Extract from conversation from Dag to Kurt:
SomeName?[OtherName?] is actually *not* ambiguous, it's just that it is ambiguous in the parser! Later on, SomeName? can be resolved, and it will be known whether SomeName? is a Cython type (=>buffer) or a struct/typedef/C type (=> C array without name).
a) Forget about deciding this at parse time. Instead parse to a much rawer "BracketTypeNode?" (containing base_type and axes), and leave the decision until Cython's declaration analysis phase (where the base_type can be analysed before axes, so base_type will tell what needs to be done with axes).
b) However, this requires that the axes are also parsed without making too many assumptions -- which is potentially hard. Basically this calls for an additional method (in addition) to p_expr and p_c_declarator, which basically parses something which can be "either an expression or declarator". I.e. p_expr_or_c_declarator (with only the empty=True case for p_c_declarator).
- Some things must be type declarations -- like "a*", "(a*)()", "unsigned int".
- Some things must be expressions -- like "a+b", "a::b" etc.
- Some things are ambiguous:
- "somename" can of course be either
- "a(b)" can either be a function call, or a declaration like this:
# takes a function returning a and taking b as argument: cdef extern foo(a(b)) # If giving the argument a name, it is written like this: cdef extern foo(a(argname)(b)) # wierd stuff...

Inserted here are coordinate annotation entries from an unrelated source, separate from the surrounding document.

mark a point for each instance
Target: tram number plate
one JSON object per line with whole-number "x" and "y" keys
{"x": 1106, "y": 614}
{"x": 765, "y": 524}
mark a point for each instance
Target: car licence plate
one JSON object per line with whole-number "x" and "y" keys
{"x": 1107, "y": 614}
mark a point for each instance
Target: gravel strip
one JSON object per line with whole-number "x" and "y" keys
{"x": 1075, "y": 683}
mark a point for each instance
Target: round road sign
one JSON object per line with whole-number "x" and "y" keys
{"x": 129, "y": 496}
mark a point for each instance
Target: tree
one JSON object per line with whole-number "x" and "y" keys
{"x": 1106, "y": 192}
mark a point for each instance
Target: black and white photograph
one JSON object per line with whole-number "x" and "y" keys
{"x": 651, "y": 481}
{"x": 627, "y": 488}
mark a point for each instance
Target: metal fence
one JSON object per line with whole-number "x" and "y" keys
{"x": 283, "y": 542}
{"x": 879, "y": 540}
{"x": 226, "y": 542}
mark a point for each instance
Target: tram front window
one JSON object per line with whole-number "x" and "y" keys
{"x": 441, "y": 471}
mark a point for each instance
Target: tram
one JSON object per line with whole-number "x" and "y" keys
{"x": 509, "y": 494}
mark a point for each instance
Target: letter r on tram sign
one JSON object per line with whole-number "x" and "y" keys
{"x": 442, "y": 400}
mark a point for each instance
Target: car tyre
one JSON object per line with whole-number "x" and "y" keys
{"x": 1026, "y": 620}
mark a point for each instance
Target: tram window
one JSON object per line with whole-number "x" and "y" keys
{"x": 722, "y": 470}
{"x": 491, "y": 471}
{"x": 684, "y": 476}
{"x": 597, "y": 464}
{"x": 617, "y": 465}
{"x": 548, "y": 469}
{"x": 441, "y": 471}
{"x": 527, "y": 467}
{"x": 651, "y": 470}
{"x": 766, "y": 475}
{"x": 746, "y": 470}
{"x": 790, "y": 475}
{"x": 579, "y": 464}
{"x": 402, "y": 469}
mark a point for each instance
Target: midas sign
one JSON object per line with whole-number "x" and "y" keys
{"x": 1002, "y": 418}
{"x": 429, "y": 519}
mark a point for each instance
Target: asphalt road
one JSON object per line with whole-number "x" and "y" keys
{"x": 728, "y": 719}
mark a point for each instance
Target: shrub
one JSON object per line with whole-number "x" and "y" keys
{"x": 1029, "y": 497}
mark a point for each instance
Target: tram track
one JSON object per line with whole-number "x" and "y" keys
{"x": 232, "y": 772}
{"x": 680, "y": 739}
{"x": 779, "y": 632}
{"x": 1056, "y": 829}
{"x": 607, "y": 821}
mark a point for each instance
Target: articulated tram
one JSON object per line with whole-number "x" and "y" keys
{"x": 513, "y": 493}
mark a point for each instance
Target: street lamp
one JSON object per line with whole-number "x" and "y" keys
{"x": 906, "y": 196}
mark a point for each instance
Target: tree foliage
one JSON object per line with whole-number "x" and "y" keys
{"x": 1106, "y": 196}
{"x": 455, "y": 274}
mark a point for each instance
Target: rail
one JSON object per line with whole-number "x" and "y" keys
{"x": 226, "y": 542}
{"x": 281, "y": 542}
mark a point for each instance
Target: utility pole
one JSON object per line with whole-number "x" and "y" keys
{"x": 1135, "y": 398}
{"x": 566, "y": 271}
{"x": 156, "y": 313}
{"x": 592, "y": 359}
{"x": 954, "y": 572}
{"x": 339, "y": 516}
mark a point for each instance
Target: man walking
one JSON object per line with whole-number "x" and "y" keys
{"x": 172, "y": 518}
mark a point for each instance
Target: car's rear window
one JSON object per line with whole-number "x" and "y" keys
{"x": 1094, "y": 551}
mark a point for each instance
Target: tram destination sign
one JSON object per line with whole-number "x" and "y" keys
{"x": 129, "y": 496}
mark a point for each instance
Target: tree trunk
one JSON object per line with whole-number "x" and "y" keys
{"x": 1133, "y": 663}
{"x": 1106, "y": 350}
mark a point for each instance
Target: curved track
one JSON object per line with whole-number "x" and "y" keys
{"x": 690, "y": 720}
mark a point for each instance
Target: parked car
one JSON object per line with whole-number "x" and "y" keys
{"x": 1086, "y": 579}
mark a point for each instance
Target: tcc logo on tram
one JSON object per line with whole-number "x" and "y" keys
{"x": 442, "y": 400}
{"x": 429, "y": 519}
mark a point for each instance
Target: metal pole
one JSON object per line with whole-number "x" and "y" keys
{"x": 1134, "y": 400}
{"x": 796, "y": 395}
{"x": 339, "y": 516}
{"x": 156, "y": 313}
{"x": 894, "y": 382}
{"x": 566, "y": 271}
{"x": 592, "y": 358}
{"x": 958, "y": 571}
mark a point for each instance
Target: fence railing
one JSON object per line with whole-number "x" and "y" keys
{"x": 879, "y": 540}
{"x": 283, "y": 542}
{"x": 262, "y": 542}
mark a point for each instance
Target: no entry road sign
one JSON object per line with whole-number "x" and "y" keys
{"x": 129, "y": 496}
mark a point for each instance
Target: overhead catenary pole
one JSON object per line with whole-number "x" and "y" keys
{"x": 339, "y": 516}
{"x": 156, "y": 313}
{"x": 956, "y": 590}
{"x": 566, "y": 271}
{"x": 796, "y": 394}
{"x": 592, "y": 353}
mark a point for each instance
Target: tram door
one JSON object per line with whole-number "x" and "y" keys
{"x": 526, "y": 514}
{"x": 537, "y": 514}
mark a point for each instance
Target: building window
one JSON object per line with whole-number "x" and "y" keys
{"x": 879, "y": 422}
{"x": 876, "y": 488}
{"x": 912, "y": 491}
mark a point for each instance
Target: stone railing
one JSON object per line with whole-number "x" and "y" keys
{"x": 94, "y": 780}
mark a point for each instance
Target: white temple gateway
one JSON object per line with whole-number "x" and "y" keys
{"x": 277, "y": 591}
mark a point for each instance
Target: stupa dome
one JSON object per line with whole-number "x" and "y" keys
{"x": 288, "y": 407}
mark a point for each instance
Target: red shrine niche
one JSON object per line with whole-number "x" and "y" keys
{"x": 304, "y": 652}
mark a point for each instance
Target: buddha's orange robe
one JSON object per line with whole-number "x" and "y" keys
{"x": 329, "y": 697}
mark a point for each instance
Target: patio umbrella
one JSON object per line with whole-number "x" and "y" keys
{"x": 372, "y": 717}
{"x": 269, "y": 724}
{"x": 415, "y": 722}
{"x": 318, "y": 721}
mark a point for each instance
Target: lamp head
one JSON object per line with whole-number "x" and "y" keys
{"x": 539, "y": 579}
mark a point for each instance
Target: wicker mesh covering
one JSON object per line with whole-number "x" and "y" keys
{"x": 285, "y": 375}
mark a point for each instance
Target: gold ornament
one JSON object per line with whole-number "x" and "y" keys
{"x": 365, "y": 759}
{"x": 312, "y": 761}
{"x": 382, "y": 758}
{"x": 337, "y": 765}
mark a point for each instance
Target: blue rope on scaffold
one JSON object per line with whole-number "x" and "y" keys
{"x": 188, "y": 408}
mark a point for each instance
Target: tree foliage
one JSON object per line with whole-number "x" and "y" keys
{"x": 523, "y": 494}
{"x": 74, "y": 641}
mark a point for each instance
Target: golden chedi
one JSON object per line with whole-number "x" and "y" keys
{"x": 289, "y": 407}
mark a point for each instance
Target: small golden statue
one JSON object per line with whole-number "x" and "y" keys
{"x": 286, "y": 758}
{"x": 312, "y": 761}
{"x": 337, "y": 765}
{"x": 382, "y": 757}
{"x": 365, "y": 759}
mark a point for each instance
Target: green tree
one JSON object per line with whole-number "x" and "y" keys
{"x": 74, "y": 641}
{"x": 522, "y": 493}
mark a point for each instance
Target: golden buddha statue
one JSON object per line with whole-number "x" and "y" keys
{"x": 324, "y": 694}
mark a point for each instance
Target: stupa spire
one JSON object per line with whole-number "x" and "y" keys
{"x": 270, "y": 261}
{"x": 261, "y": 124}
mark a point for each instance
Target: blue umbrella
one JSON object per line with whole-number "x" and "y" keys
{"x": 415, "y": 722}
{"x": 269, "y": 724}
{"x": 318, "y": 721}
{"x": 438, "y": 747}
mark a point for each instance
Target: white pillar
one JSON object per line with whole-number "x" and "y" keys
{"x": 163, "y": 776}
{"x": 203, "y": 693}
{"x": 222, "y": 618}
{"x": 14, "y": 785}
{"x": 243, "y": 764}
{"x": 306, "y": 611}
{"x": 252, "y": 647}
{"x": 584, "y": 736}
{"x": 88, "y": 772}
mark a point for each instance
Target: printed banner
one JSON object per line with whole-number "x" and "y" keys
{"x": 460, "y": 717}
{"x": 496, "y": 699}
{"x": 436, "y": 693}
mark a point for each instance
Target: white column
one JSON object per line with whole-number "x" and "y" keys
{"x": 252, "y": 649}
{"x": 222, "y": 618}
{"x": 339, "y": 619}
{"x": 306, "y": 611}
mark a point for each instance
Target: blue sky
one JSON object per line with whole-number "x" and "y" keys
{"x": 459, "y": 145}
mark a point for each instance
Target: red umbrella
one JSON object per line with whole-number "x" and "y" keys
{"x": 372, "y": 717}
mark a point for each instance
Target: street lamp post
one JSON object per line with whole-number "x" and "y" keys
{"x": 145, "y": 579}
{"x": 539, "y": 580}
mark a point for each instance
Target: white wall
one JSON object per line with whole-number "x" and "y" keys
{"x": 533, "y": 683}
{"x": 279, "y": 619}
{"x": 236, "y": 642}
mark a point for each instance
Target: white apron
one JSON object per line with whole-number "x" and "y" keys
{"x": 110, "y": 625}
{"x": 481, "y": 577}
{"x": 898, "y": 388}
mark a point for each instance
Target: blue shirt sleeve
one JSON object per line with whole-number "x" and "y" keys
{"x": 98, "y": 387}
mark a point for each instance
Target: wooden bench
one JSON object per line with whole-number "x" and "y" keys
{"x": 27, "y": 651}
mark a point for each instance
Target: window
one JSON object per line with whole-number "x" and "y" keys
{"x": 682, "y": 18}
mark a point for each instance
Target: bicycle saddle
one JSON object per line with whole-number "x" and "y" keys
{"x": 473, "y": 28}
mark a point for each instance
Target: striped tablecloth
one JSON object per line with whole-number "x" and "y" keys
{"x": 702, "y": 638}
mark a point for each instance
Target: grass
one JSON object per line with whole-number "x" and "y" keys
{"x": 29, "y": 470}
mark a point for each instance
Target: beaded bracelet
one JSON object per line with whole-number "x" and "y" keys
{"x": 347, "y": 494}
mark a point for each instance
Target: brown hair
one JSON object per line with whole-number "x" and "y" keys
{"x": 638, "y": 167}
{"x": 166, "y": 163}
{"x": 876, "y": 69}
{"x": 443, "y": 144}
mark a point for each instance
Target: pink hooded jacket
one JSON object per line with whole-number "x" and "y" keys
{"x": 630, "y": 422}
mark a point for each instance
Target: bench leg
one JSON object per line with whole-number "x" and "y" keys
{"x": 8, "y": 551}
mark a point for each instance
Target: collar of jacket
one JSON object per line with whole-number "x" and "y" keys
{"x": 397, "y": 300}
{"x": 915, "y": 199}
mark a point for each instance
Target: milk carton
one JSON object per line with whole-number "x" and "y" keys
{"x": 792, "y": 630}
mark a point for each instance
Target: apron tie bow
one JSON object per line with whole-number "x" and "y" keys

So the strategy would be to have p_expr_or_c_declarator return a parse tree which was "unresolved" (like, ExprOrTypeNode?). And then one could afterwards call either analyse_as_expr or analyse_as_type on the tree (when one knew what to expect). If the tree then e.g. contained something which could only be interpreted as an expression, and one called analyse_as_type, an error would be raised at that point.
This seems like a quite big task which I'm unsure about spending time on. But the result is much more "correct", in that the parser doesn't make decisions it really can't do. Also it helps moving logic out of the parser in general. What do you think?